This repository contains the Docker image and code required to convert the TCIA PSMA-PET-CT-Lesions dataset from DICOM format into NIfTI format, as used in the AutoPET III Grand Challenge. The script specifically creates the PSMA-PET/CT subset of the challenge dataset and organizes it following the nnUNet format.
Note: The TCIA PSMA-PET-CT-Lesions dataset currently contains a problematic study: 'PSMA_771c8dc6051db4d7/11-19-1998-NA-PETCT whole-body PSMA-82612'. The DICOM SEG in this study references a non-existent PET SOPInstanceUID. Please remove this study before conversion. This study will be fixed by TCIA soon.
- TCIA PSMA-PET/CT Dataset: 10.7937/R7EP-3X37
- NIfTI PSMA-PET/CT Dataset v1: 10.57754/FDAT.5bjzn-0vh28
- NIfTI PSMA-PET/CT Dataset v2: 10.57754/FDAT.gpeq5-yxy63
- Challenge Dataset: AutoPET III Dataset
After conversion, the dataset is structured in nnUnet format as follows:
nnUNet_dataset/
├── imagesTr/
│ ├── psma_patient1_study1_0000.nii.gz # CT image (resampled to PET space)
│ ├── psma_patient1_study1_0001.nii.gz # PET image (SUV units)
│ └── ...
└── labelsTr/
├── psma_patient1_study1.nii.gz # Manual tumor lesion segmentations
└── ...
The converter is packaged as a Docker image and expects:
<input-directory>mounted at/in(TCIA DICOM data)<output-directory>mounted at/out(generated NIfTI dataset)- Optional behavior is controlled via environment variables
-
Pull Docker Image
docker pull ghcr.io/clinicaldatascience/tcia-psma-pet-ct-preprocessing:latest
-
Run the Docker Container
docker run --rm -it \ -v <input-directory>:/in \ -v <output-directory>:/out \ -e CONVERT_FLAGS="--skip-existing" \ ghcr.io/clinicaldatascience/tcia-psma-pet-ct-preprocessing:latest
-
Pull Python Base Image
docker pull python:3.8.13
-
Build Docker Image
Clone this repository and run:
docker build -t <dockername> .
-
Run the Docker Container
docker run --rm -it \ -v <input-directory>:/in \ -v <output-directory>:/out \ -e CONVERT_FLAGS="--skip-existing" \ <dockername>
-e CONVERT_FLAGS="--skip-existing": Recommended to skip conversion if output files already exist.-e VALIDATE_FLAGS="--validate_hashes": Currently not recommended for use with TCIA dataset; only use if input DICOM data is original, i.e. not additionally fully de-faced by TCIA.
- The PET images are converted into SUV units.
- The time differences between radiotracer administration and image acquisition for SUV conversion are provided in a JSON file. This is done to ensure reproducibility of SUV factors with the autoPET III challenge dataset. However, for general use, we recommend to calculate the time differences directly from the appropriate DICOM tags.
- The CT images are resampled to match PET resolution and spacing.
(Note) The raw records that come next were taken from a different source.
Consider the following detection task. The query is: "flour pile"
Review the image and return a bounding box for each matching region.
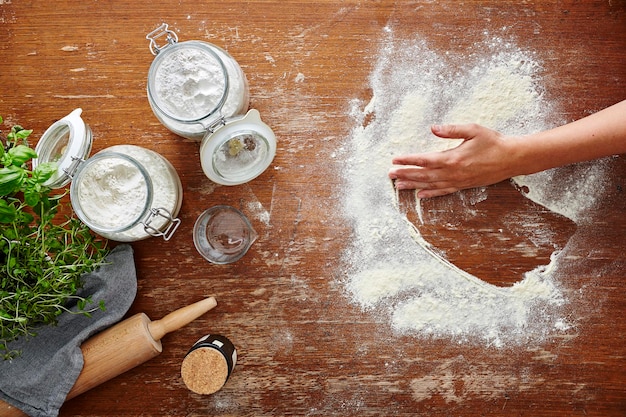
[340,29,603,347]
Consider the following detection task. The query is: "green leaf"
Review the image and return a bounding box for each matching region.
[0,199,17,223]
[32,162,57,184]
[0,166,25,196]
[23,188,41,207]
[15,129,33,140]
[7,126,32,143]
[15,210,33,225]
[8,145,37,166]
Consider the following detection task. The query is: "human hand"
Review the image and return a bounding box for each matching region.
[388,124,518,198]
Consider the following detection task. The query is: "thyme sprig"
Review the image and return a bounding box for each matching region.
[0,116,109,359]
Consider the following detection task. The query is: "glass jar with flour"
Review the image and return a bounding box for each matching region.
[146,24,276,186]
[145,23,250,141]
[33,108,182,242]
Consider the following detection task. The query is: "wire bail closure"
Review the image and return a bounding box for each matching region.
[142,207,181,241]
[146,23,178,55]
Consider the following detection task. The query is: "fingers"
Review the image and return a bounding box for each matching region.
[393,175,452,192]
[393,175,458,197]
[391,151,446,168]
[388,153,451,189]
[390,166,450,191]
[391,155,430,167]
[389,162,429,177]
[431,123,486,140]
[392,177,425,190]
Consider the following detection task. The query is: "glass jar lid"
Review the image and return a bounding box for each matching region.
[33,108,93,188]
[199,109,276,186]
[147,24,229,123]
[69,152,153,235]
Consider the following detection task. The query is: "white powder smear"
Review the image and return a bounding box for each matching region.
[340,29,606,347]
[512,162,608,224]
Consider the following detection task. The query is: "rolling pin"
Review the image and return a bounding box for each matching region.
[0,296,217,417]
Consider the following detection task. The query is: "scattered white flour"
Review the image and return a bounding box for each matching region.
[341,29,607,347]
[246,200,271,226]
[294,73,306,83]
[512,162,608,224]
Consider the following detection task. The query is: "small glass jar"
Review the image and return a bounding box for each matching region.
[146,23,250,140]
[193,205,257,264]
[34,108,182,242]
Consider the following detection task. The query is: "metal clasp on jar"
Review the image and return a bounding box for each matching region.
[142,207,181,241]
[62,155,86,181]
[146,23,179,55]
[205,115,228,134]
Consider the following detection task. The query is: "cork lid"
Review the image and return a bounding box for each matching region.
[181,334,236,395]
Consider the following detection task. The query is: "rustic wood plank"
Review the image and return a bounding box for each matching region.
[1,1,624,416]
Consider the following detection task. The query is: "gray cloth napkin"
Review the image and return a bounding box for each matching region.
[0,244,137,417]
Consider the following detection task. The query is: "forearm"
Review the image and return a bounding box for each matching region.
[510,100,626,175]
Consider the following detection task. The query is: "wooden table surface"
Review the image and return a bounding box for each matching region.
[1,1,625,416]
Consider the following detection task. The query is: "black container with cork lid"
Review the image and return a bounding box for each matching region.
[181,334,237,395]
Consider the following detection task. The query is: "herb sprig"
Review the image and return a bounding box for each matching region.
[0,116,109,359]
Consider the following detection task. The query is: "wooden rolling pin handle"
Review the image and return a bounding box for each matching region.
[67,296,218,400]
[0,297,218,417]
[148,296,218,340]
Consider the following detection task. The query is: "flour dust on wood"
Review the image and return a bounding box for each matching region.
[340,28,607,348]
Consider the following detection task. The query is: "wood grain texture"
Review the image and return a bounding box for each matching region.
[1,1,625,416]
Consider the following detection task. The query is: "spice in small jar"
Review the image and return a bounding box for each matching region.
[199,109,277,186]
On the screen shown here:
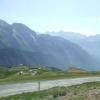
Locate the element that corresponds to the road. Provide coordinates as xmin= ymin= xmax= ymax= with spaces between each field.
xmin=0 ymin=77 xmax=100 ymax=98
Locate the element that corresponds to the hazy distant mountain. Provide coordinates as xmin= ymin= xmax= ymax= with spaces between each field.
xmin=42 ymin=31 xmax=86 ymax=43
xmin=83 ymin=35 xmax=100 ymax=59
xmin=37 ymin=34 xmax=100 ymax=70
xmin=44 ymin=31 xmax=100 ymax=60
xmin=0 ymin=19 xmax=99 ymax=70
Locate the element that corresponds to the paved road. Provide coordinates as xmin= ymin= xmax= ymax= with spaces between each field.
xmin=0 ymin=77 xmax=100 ymax=98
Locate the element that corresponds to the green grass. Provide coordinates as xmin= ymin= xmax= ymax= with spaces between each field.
xmin=0 ymin=81 xmax=100 ymax=100
xmin=0 ymin=66 xmax=100 ymax=84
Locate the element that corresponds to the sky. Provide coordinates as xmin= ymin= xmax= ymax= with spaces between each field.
xmin=0 ymin=0 xmax=100 ymax=36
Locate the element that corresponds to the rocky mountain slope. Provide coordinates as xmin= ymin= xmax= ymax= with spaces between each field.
xmin=0 ymin=19 xmax=99 ymax=70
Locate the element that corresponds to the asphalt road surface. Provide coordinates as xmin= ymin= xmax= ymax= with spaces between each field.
xmin=0 ymin=77 xmax=100 ymax=98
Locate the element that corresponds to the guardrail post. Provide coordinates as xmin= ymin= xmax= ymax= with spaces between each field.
xmin=38 ymin=81 xmax=40 ymax=91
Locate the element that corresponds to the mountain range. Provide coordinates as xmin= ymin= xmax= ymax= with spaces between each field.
xmin=44 ymin=31 xmax=100 ymax=60
xmin=0 ymin=19 xmax=99 ymax=70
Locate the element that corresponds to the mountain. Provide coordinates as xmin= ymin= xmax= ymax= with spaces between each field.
xmin=44 ymin=31 xmax=100 ymax=60
xmin=0 ymin=19 xmax=99 ymax=70
xmin=66 ymin=67 xmax=87 ymax=73
xmin=37 ymin=34 xmax=100 ymax=70
xmin=42 ymin=31 xmax=86 ymax=43
xmin=82 ymin=35 xmax=100 ymax=59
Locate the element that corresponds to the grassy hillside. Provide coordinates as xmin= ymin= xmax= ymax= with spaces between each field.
xmin=0 ymin=81 xmax=100 ymax=100
xmin=0 ymin=66 xmax=100 ymax=84
xmin=0 ymin=67 xmax=17 ymax=79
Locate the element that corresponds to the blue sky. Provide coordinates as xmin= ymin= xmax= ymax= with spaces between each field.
xmin=0 ymin=0 xmax=100 ymax=36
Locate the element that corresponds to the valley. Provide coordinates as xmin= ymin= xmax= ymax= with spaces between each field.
xmin=0 ymin=66 xmax=100 ymax=84
xmin=0 ymin=0 xmax=100 ymax=100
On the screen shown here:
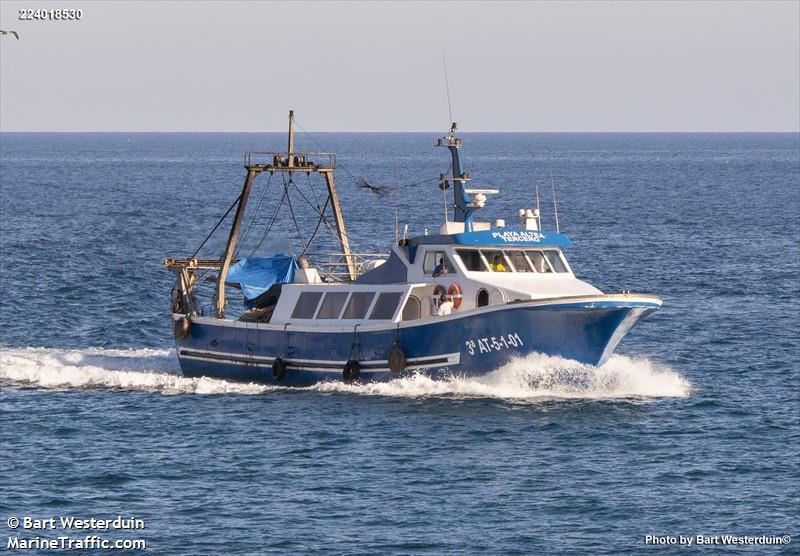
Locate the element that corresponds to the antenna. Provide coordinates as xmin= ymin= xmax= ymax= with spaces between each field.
xmin=535 ymin=184 xmax=542 ymax=230
xmin=287 ymin=110 xmax=295 ymax=167
xmin=550 ymin=173 xmax=560 ymax=233
xmin=442 ymin=53 xmax=454 ymax=127
xmin=394 ymin=189 xmax=399 ymax=244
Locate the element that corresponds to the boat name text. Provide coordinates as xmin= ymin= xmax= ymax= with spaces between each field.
xmin=491 ymin=231 xmax=546 ymax=243
xmin=465 ymin=333 xmax=524 ymax=356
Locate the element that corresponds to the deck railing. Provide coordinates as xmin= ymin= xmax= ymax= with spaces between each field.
xmin=305 ymin=252 xmax=389 ymax=282
xmin=244 ymin=151 xmax=335 ymax=170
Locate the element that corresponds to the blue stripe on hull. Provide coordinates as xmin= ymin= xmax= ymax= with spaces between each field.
xmin=174 ymin=300 xmax=657 ymax=386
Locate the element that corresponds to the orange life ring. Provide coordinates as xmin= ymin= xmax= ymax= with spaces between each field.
xmin=448 ymin=283 xmax=463 ymax=309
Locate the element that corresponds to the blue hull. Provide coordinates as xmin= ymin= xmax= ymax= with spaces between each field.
xmin=174 ymin=298 xmax=660 ymax=386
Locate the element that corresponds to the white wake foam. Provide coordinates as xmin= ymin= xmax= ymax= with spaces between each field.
xmin=314 ymin=352 xmax=691 ymax=400
xmin=0 ymin=347 xmax=690 ymax=400
xmin=0 ymin=347 xmax=269 ymax=395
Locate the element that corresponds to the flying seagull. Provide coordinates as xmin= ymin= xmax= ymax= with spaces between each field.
xmin=0 ymin=30 xmax=20 ymax=39
xmin=356 ymin=177 xmax=391 ymax=198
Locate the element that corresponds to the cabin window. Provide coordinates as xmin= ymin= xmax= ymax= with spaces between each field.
xmin=477 ymin=289 xmax=489 ymax=307
xmin=342 ymin=292 xmax=375 ymax=319
xmin=423 ymin=250 xmax=454 ymax=276
xmin=481 ymin=250 xmax=510 ymax=272
xmin=456 ymin=249 xmax=487 ymax=271
xmin=401 ymin=295 xmax=421 ymax=321
xmin=369 ymin=292 xmax=403 ymax=320
xmin=526 ymin=250 xmax=552 ymax=273
xmin=291 ymin=291 xmax=323 ymax=319
xmin=544 ymin=250 xmax=569 ymax=273
xmin=507 ymin=250 xmax=533 ymax=272
xmin=315 ymin=292 xmax=348 ymax=319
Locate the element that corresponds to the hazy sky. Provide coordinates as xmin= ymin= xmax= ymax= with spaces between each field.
xmin=1 ymin=1 xmax=798 ymax=131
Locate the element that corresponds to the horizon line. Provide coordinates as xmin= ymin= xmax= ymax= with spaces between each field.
xmin=1 ymin=129 xmax=799 ymax=134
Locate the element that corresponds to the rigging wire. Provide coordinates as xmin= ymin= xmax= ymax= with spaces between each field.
xmin=293 ymin=118 xmax=457 ymax=250
xmin=293 ymin=118 xmax=443 ymax=191
xmin=293 ymin=119 xmax=361 ymax=184
xmin=442 ymin=52 xmax=455 ymax=126
xmin=192 ymin=119 xmax=452 ymax=264
xmin=234 ymin=171 xmax=274 ymax=260
xmin=190 ymin=193 xmax=242 ymax=260
xmin=299 ymin=195 xmax=331 ymax=258
xmin=283 ymin=174 xmax=306 ymax=253
xmin=247 ymin=179 xmax=288 ymax=257
xmin=207 ymin=121 xmax=457 ymax=266
xmin=288 ymin=175 xmax=323 ymax=214
xmin=306 ymin=171 xmax=322 ymax=211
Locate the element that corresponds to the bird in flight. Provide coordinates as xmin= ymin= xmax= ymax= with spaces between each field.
xmin=356 ymin=177 xmax=391 ymax=198
xmin=0 ymin=30 xmax=20 ymax=39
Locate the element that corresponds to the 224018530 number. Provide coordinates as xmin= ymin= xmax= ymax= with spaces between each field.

- Annotations correspond to manual segmentations of tumor lesions.
- The resulting dataset is directly compatible with nnUNet and the AutoPET III challenge pipeline.
- The resulting dataset only contains the PSMA-PET/CT subset of the AutoPET III challenge dataset. Links for the FDG-PET/CT subset are provided in the Related Data and Tools section below.
- If the TCIA DICOM dataset is used as source, the NIfTI files produced by this code will not be identical to the official challenge data, as the TCIA source DICOM files are fully de-faced, while the challenge dataset is not.
-
FDG-PET/CT Dataset: FDG-PET-CT-Lesions
-
FDG Conversion Codebase: lab-midas/TCIA_processing
This repository and associated scripts are released under the MIT License.